Dans les années 1970, Ron Rayside a été l’architecte du chantier de la ville de Fermont. Avant de délaisser quelque peu sa profession pour s’impliquer dans des presses militantes, il a prêté son expertise à l’ouverture d’une garderie dans le Mile End. C’était bien avant la création des centres de la petite enfance en 1997 – et ce fut la première d’une longue série (Sourithèque, Enfants Soleil).

En 1985, Ron Rayside a cofondé la firme BDPR et celle qui porte son nom a vu le jour en 2000, avant qu’Antonin Labossière devienne son associé.

Une crise du logement sans précédent

Que pense Ron Rayside de la crise du logement qui fait les manchettes chaque jour ? « Depuis que je pratique, c’est la première fois que la crise du logement est à ce point à l’échelle de la province et du pays », dit-il d’emblée.

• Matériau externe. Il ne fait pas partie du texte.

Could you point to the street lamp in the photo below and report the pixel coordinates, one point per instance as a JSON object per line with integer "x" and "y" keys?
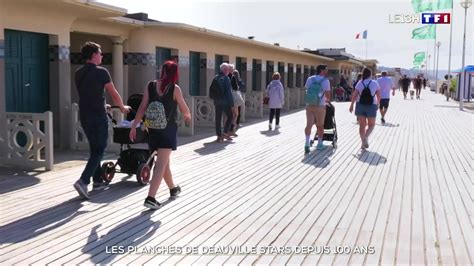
{"x": 465, "y": 4}
{"x": 438, "y": 44}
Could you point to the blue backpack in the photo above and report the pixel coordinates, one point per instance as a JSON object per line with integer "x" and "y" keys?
{"x": 314, "y": 94}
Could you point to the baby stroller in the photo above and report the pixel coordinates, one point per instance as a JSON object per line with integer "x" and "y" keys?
{"x": 330, "y": 131}
{"x": 135, "y": 157}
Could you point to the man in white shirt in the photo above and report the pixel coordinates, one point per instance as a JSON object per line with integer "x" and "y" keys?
{"x": 316, "y": 110}
{"x": 386, "y": 84}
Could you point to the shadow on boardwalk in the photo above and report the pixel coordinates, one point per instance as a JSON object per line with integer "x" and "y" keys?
{"x": 213, "y": 147}
{"x": 60, "y": 215}
{"x": 127, "y": 236}
{"x": 319, "y": 159}
{"x": 14, "y": 179}
{"x": 370, "y": 157}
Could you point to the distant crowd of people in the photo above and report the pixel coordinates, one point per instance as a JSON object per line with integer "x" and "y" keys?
{"x": 162, "y": 98}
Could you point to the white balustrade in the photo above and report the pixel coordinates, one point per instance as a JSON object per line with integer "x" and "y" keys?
{"x": 27, "y": 139}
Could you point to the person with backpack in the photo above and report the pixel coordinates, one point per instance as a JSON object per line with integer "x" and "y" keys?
{"x": 238, "y": 100}
{"x": 386, "y": 85}
{"x": 417, "y": 83}
{"x": 243, "y": 90}
{"x": 160, "y": 101}
{"x": 405, "y": 82}
{"x": 367, "y": 93}
{"x": 92, "y": 81}
{"x": 318, "y": 91}
{"x": 221, "y": 93}
{"x": 276, "y": 95}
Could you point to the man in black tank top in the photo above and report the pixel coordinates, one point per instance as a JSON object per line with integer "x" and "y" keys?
{"x": 91, "y": 82}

Ce n’est pas une crise du logement, c’est une crise du logement abordable. Ce n’est pas juste l’offre et la demande. Il faut ajouter l’abordabilité dans l’équation.

Ron Rayside

On a assisté à une explosion des coûts de construction, mais aussi des terrains qui se vendent plus cher que leur valeur réelle (à cause de leur zonage, par exemple). Résultat : les acteurs de la construction immobilière veulent rentabiliser leur achat. « Si tu achètes un plex trop cher, tu vas davantage augmenter les loyers. Ça s’appelle la nature humaine », illustre-t-il.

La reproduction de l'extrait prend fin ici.